Bibliographie
Caroline Bourgeois et Jean-Pierre Criqui, Albert Oehlen : Cows by the Water, cat. exp. Venise, Palazzo Grassi, Venise, Marsilio, 2018.
Judicaël Lavrador et Françoise Cohen, Albert Oehlen, cat. exp. Nîmes, Carré d’art – Musée d’art, Paris, Archibooks + Sautereau, 2011.
Ralf Beil (éd.), Albert Oehlen. Selbstportrait mit 50millionenfacher Lichtgeschwindigkeit. Peintures/Malerei 1980-2004, cat. exp. Lausanne, Musée cantonal des Beaux-Arts, Salamanca, Domus Artium, Nuremberg, Kunsthalle Nürnberg, Zurich, JRP Ringier, 2004.
Formé à la Hochschule für bildende Künste de Hambourg à la fin des années 1970, Oehlen fait partie d’une génération d’artistes qui remet la peinture et son potentiel critique au centre de ses préoccupations, en réaction contre l’art minimaliste et conceptuel. L’année où il réalise la toile conservée au Musée est celle de sa première exposition personnelle et de ses premières collaborations avec Martin Kippenberger et Werner Büttner.

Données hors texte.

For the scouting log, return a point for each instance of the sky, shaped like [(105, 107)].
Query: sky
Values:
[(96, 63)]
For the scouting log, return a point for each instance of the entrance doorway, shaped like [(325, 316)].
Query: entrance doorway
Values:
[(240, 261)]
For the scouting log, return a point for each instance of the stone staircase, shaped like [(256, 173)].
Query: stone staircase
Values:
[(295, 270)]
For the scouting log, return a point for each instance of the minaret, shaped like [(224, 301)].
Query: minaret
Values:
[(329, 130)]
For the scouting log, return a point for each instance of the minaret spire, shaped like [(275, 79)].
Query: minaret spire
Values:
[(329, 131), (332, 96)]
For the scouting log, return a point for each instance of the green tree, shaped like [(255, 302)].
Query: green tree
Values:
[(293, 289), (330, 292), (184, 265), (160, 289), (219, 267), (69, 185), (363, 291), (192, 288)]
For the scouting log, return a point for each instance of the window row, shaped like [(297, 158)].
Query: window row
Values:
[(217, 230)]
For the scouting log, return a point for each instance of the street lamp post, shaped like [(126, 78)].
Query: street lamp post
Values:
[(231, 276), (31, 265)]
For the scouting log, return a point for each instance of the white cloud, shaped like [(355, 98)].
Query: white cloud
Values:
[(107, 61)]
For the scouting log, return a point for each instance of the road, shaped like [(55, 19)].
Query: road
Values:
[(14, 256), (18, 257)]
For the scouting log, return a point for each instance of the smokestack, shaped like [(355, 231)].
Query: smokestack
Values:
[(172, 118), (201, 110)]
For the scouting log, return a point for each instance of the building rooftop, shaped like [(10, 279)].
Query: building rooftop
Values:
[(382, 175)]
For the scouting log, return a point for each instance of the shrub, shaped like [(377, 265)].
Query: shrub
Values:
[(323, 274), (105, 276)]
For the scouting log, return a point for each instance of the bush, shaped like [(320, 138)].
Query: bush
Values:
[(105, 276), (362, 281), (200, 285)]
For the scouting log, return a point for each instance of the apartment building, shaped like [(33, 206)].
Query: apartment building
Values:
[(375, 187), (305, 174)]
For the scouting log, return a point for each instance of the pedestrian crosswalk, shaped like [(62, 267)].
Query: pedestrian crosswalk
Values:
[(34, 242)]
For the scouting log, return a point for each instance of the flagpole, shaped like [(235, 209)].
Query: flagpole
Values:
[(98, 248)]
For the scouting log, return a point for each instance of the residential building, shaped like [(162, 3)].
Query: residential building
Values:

Untitled est donc une œuvre de tout début de carrière, encore profondément marquée par la gestuelle de ceux que l’on a appelés les Nouveaux Fauves, et dont la peinture se caractérise par une forte expressivité et un retour à la figuration. Mais pour Oehlen, la question première est bien de savoir comment peindre encore, aujourd’hui, hors de tout conformisme, comme l’indique le titre de sa première toile, Gegen den Liberalismus (1980, coll. privée). Il rejette ainsi toute virtuosité picturale, tant dans le geste que dans la composition. Mais à regarder la charge expressive qui se dégage de l’œuvre, sa composition parfaitement maîtrisée en deux plans bien distincts, sombre pour la moitié inférieure, claire pour la moitié supérieure, ponctuée simplement de deux éléments iconographiques puissamment connotés (la croix et le crâne), on est plutôt tenté de dire qu’Oehlen réalise avec virtuosité des toiles anti-virtuoses. Exécutée au moyen de larges coups de brosse et de pinceaux chargés de matière jusqu’à créer par endroits des coulures, dans des teintes qui vont du blanc au noir, en passant par toute une gamme de couleurs sombres et « sales », Ohne Titel peut se lire comme un manifeste du jeune artiste qui déclare en 1991 : « Le but de notre étape était alors de martyriser la peinture à l’aide de motifs aussi percutants que possible et surtout lourds d’associations, pour nous départir des contraintes techniques. » Ainsi, si le choix de la croix et du crâne renvoie aussi bien à l’histoire de la peinture qu’à celle de l’Allemagne, ce qui se joue avant tout ici, c’est un rapport à la peinture dans sa matérialité, afin de sonder les conditions mêmes de sa possible survie.